I (30F) have a sister, let's call her Lily (27F), who's engaged to this guy, Jake (32M). They've been together for about three years now, and Jake has been unemployed for the last two of those. He's "working on his art" but hasn't sold a single piece. Meanwhile, Lily works her a-- off at two jobs to support them both.
Fast forward to their engagement party. Everyone's all lovey-dovey, and then Jake starts talking about how excited he is for Lily to be his "muse" and how he'll finally have the time to focus on his art now that they're getting married. I had had enough of his bulls--t.
I stood up, wine glass in hand, and said, "Jake, maybe instead of making Lily your muse, you should get a f--king job and contribute to the relationship like an adult." The room went silent. My parents were mortified, Lily was in tears, and Jake looked like he'd been slapped.
Some family members think I was out of line for embarrassing Jake in front of everyone, but a few others quietly told me they agreed but didn't have the balls to say it. Lily hasn't spoken to me since, and I'm getting the cold shoulder from the rest of the family.
But I genuinely think someone needed to say it because this marriage is looking like it'll be one-sided with Lily carrying all the financial load. AITA for calling out Jake at the engagement party?
Well-Done22 wrote:
YTA. You weren’t wrong to express your concerns. But choosing to do it at that moment was a massive dick move. If you were my sibling, I not only wouldn’t speak to you I’d make it clear that you weren’t welcome at the wedding. No need to invite someone who embarrassed me at my engagement party.
Tally0987654321 wrote:
YTA. Ngl, it needed to be said. But ruining an engagement party was the worst time to say it. Don't be surprised if your invitation to the wedding gets lost in the mail. Lol I'd be terrified of what you'd say/do at my wedding if I were them.
OP responded:
She already said I wont be on the guest list.
anyways that's one less zola gift I have to fork out this year haha
Old-Mention9632 wrote:
Your sister's fiance sounds like my sister's ex-husband. He too wanted to be an artist. Granted he had some talent but he was ridiculously slow at finishing a project, so he could never sell his art in a way that made any money, since one 8x10 piece would take him a month or more. After my sister had a child, she didn't rush immediately back to work, to see if he would step up. He did not.
They moved up to where we live, mom paid him to paint her house, and rented a house to them below market. My sis was working a warehouse job while doing nursing prereqs, and James was doing an IT training program. When he graduated, he was dragging his feet looking for a job.
Mom and sis started giving him job ads. He stated to his wife, who was working full time at a warehouse, going back to college, and taking care of home and child,:" I'm too good to be doing warehouse work.
My sis told him to get a job or get out, so he filed for divorce.

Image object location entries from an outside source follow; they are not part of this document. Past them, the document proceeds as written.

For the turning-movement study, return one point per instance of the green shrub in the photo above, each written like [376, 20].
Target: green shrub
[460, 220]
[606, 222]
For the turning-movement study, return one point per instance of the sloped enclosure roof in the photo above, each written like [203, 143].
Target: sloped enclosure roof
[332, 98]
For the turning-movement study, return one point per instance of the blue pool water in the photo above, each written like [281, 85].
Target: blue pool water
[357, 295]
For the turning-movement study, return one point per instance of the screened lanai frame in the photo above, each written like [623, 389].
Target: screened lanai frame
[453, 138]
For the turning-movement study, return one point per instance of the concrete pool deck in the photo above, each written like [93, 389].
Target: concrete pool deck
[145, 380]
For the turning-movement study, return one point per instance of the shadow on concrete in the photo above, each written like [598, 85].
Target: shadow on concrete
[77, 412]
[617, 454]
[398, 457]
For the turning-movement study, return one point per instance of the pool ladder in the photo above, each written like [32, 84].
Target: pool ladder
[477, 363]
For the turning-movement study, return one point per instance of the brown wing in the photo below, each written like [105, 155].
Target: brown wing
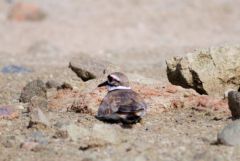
[121, 101]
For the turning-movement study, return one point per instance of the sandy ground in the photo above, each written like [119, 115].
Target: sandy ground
[137, 35]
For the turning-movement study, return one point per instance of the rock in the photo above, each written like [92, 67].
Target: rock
[234, 103]
[38, 102]
[39, 137]
[76, 132]
[29, 145]
[209, 71]
[99, 132]
[80, 106]
[52, 84]
[65, 85]
[26, 12]
[88, 68]
[230, 134]
[13, 69]
[8, 112]
[33, 88]
[38, 120]
[63, 134]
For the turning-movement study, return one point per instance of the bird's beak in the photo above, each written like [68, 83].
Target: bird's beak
[103, 84]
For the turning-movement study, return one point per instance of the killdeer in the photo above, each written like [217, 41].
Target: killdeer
[234, 103]
[121, 104]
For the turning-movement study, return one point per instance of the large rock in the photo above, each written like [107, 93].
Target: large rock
[26, 12]
[33, 88]
[209, 71]
[88, 68]
[234, 103]
[230, 134]
[8, 112]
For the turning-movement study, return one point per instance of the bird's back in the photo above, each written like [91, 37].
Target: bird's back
[125, 105]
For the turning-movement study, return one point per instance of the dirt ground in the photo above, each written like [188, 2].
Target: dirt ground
[137, 35]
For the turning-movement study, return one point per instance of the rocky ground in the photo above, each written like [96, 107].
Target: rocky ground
[135, 35]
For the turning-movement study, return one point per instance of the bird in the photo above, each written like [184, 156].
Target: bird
[234, 103]
[121, 104]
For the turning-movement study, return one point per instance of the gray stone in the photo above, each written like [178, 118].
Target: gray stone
[88, 68]
[230, 134]
[33, 88]
[38, 102]
[234, 103]
[52, 84]
[76, 132]
[209, 71]
[106, 133]
[38, 119]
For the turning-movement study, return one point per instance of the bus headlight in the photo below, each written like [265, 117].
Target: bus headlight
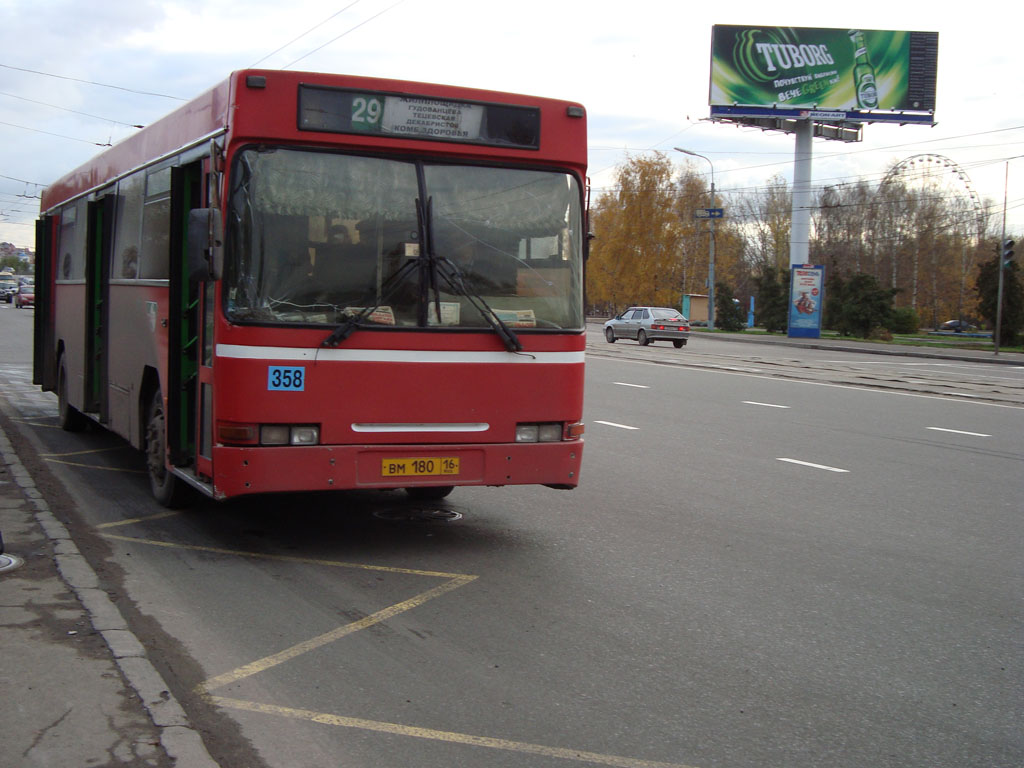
[289, 434]
[546, 432]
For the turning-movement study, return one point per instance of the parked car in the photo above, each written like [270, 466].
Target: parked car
[648, 324]
[957, 326]
[26, 296]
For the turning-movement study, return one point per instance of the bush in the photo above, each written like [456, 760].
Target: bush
[904, 321]
[728, 313]
[880, 334]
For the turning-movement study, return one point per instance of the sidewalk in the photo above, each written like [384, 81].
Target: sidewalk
[867, 347]
[77, 685]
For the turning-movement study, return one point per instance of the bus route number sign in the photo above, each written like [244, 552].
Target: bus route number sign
[282, 378]
[367, 113]
[420, 466]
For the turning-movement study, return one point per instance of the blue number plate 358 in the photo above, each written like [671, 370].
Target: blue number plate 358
[287, 379]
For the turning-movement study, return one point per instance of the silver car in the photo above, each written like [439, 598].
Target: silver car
[647, 324]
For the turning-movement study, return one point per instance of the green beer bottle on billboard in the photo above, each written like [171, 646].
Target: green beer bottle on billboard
[863, 73]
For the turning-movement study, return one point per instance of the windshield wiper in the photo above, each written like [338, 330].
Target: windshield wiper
[456, 280]
[439, 265]
[351, 324]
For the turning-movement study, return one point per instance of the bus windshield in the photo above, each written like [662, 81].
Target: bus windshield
[317, 238]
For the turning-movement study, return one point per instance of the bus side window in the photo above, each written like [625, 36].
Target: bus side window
[128, 224]
[154, 259]
[71, 246]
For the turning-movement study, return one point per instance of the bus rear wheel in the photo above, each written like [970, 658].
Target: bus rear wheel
[429, 493]
[167, 489]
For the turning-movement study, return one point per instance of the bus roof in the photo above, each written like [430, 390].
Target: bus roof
[273, 92]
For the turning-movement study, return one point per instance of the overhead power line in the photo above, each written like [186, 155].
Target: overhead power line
[346, 32]
[311, 29]
[92, 82]
[58, 135]
[75, 112]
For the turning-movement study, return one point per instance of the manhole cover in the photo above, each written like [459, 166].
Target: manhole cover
[418, 514]
[9, 562]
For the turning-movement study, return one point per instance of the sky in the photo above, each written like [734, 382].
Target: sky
[74, 76]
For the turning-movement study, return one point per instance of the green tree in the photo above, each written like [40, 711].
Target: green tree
[771, 299]
[728, 313]
[861, 306]
[987, 288]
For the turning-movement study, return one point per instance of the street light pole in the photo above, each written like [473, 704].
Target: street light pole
[711, 242]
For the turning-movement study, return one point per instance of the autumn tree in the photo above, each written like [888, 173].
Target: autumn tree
[635, 255]
[765, 214]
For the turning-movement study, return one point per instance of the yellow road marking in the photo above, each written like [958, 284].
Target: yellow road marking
[82, 453]
[468, 739]
[129, 521]
[285, 558]
[93, 466]
[454, 582]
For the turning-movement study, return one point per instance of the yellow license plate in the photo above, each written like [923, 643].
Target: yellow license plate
[420, 466]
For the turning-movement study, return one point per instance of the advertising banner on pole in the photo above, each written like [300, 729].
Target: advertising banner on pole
[847, 71]
[806, 300]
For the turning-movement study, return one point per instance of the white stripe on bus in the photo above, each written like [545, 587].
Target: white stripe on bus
[391, 355]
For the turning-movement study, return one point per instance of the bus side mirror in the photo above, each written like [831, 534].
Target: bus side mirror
[206, 241]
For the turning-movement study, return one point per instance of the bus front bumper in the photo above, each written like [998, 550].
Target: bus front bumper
[241, 470]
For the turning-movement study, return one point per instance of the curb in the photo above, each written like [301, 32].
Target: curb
[177, 736]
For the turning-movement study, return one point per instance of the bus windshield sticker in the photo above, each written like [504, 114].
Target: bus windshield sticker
[339, 111]
[281, 378]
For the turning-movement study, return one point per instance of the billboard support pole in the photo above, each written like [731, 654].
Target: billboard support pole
[800, 228]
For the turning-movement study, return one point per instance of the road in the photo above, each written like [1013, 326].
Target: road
[769, 562]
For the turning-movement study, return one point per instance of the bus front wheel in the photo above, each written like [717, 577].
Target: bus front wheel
[167, 488]
[429, 493]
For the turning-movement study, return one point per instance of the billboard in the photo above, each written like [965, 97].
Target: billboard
[806, 300]
[843, 71]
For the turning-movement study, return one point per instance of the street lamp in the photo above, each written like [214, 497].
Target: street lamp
[711, 242]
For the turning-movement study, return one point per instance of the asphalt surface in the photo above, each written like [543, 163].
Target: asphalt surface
[80, 687]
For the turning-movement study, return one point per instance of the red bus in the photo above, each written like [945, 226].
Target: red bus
[306, 282]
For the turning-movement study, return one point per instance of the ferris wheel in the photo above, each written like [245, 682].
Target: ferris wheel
[938, 179]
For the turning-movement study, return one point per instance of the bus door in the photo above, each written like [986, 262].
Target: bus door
[44, 370]
[97, 279]
[184, 332]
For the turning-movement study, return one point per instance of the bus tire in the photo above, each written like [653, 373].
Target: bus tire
[167, 489]
[429, 493]
[69, 417]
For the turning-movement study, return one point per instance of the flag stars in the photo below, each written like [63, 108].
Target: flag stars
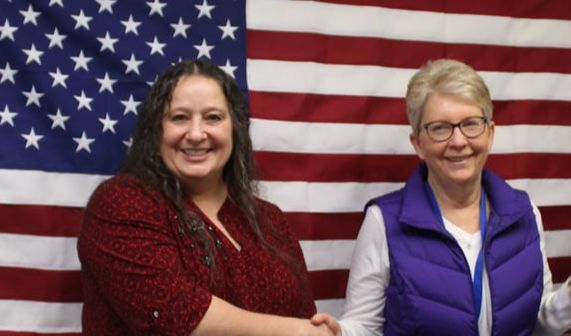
[59, 78]
[7, 31]
[56, 39]
[130, 105]
[30, 16]
[32, 139]
[58, 119]
[106, 83]
[83, 143]
[156, 7]
[228, 30]
[229, 68]
[131, 26]
[56, 2]
[7, 74]
[81, 61]
[156, 46]
[108, 123]
[180, 28]
[83, 101]
[33, 54]
[203, 49]
[7, 117]
[33, 97]
[107, 42]
[204, 9]
[128, 143]
[132, 65]
[81, 20]
[106, 5]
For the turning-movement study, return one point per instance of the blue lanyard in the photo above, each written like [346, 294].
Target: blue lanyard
[478, 272]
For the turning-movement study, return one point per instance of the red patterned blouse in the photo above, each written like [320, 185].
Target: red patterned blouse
[143, 274]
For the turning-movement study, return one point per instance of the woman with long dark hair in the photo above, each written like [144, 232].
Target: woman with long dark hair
[178, 243]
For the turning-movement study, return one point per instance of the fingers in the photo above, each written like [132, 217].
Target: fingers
[320, 319]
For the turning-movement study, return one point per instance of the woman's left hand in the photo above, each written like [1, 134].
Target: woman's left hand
[328, 320]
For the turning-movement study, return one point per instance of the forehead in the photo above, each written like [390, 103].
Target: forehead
[449, 107]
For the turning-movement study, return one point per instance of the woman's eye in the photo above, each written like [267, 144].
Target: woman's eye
[178, 117]
[213, 117]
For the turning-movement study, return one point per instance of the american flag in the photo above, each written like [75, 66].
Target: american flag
[326, 81]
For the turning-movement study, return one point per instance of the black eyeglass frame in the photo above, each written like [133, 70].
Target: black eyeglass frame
[459, 125]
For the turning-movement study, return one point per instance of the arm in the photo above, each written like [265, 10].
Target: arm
[132, 264]
[222, 318]
[554, 316]
[368, 279]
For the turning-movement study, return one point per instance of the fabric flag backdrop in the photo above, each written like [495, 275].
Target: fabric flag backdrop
[326, 81]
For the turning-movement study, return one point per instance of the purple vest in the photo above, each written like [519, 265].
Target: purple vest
[430, 288]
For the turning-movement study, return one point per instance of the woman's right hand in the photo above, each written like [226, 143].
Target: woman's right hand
[325, 320]
[310, 329]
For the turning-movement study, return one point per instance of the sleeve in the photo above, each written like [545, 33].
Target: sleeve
[293, 248]
[130, 260]
[554, 316]
[368, 279]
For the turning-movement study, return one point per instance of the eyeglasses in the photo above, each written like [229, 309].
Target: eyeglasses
[471, 128]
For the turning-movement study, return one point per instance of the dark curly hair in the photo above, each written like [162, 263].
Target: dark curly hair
[145, 162]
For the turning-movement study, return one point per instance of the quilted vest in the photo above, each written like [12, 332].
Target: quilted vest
[430, 288]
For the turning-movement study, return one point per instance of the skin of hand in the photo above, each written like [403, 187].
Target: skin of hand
[324, 319]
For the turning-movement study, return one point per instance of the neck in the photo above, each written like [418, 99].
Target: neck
[209, 197]
[455, 196]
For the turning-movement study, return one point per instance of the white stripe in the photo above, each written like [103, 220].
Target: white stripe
[40, 317]
[50, 253]
[557, 243]
[368, 80]
[322, 197]
[331, 306]
[344, 138]
[323, 255]
[39, 252]
[45, 188]
[327, 254]
[398, 24]
[291, 196]
[545, 192]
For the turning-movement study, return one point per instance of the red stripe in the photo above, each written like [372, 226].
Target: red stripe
[23, 333]
[560, 268]
[555, 217]
[381, 110]
[40, 285]
[40, 220]
[330, 284]
[319, 226]
[277, 166]
[541, 9]
[307, 47]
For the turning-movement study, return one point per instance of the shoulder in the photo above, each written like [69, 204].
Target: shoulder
[267, 208]
[389, 198]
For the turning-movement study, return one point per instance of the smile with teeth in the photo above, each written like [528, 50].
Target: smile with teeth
[195, 151]
[458, 159]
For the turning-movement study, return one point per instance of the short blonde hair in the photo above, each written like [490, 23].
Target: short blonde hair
[445, 76]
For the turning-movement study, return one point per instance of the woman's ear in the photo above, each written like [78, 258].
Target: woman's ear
[491, 130]
[415, 142]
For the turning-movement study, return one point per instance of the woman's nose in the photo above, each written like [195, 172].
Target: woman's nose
[195, 131]
[457, 137]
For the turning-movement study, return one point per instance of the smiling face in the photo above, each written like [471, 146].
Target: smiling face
[197, 131]
[458, 160]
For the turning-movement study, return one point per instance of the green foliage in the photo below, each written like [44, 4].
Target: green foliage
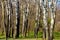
[49, 20]
[31, 35]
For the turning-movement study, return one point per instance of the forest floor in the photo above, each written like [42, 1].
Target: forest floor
[31, 37]
[27, 39]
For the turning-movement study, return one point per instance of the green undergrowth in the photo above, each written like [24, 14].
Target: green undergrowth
[31, 35]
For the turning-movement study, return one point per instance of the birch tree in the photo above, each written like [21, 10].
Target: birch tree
[2, 20]
[15, 17]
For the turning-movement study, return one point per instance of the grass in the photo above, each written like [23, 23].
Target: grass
[31, 36]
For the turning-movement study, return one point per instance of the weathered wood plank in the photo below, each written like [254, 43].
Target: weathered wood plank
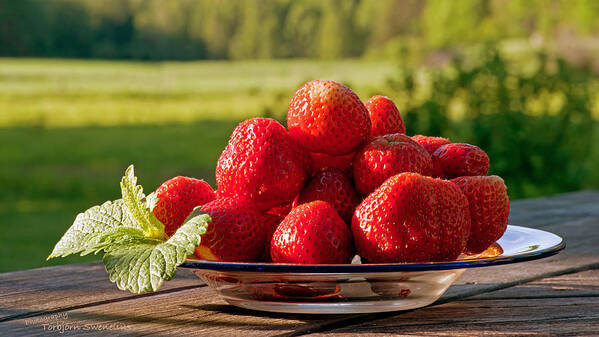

NTA, but it won't make a difference. In a few years he will leave her broke, with kids, while he runs off to be supported by some other young dumb girl blinded by love.
VelvetFrostWhisperh wrote:
You were definitely blunt, and while it sounds like you had good intentions, doing this at the engagement party wasn’t the best approach. It’s understandable to feel frustrated with Jake not contributing financially, but calling him out in front of everyone likely embarrassed Lily and put her on the spot.
She might have needed support, but this wasn’t the best time or place to express your concerns. That said, your point about wanting her to be in a balanced partnership is valid, just maybe better saved for a private conversation.
CaptainBeefy79 wrote:
You may be an AH, but you’re my kind of AH. Jake’s got the “artist” part down, maybe he’ll finally be “starving” too if your sister comes to her senses.
Disastrous-Log22 wrote:
YTA. Not the place or time. I get where you’re coming from, I’d be concerned too if my sister was dating a bum like him, but at the end of the day you shouldn’t have done it. I hope you are willing to apologize and expect for some low contact from your sister going forward because you may have just pushed your sister away after this incident.
Elthinaya wrote:
YTA. If you really didn't support the engagement, perhaps you should not have attended the party. When asked why you didn't go, then would have been the time to say your piece. Yes, it's frustrating seeing this mooch leech off your sister, but trying to create a rift is not going to make it happen! She has to come to that realization herself.
CurvyCuutie wrote:
While your concern about your sister's situation is understandable, the way you handled it was likely hurtful and not the best approach. Confronting Jake in front of everyone at a celebration made the moment about you and your feelings instead of addressing the underlying issues privately.
Lily may have already been feeling overwhelmed by the situation, and this public confrontation could have added unnecessary stress. Instead of addressing it during the engagement party, a private conversation with your sister or Jake could have been more constructive. While it's clear you're looking out for your sister, the delivery of your message probably made it harder for her to process or respond.
fuzzy_mic wrote:
YTA - I don't think you did anything positive. You could have vented your feelings privately to your sister and her beloved. Instead you did it publicly which will make everyone feel weird when they see you at the wedding. Unless you really think that your little speech will inspire Jake to get a job or Lilly to leave him.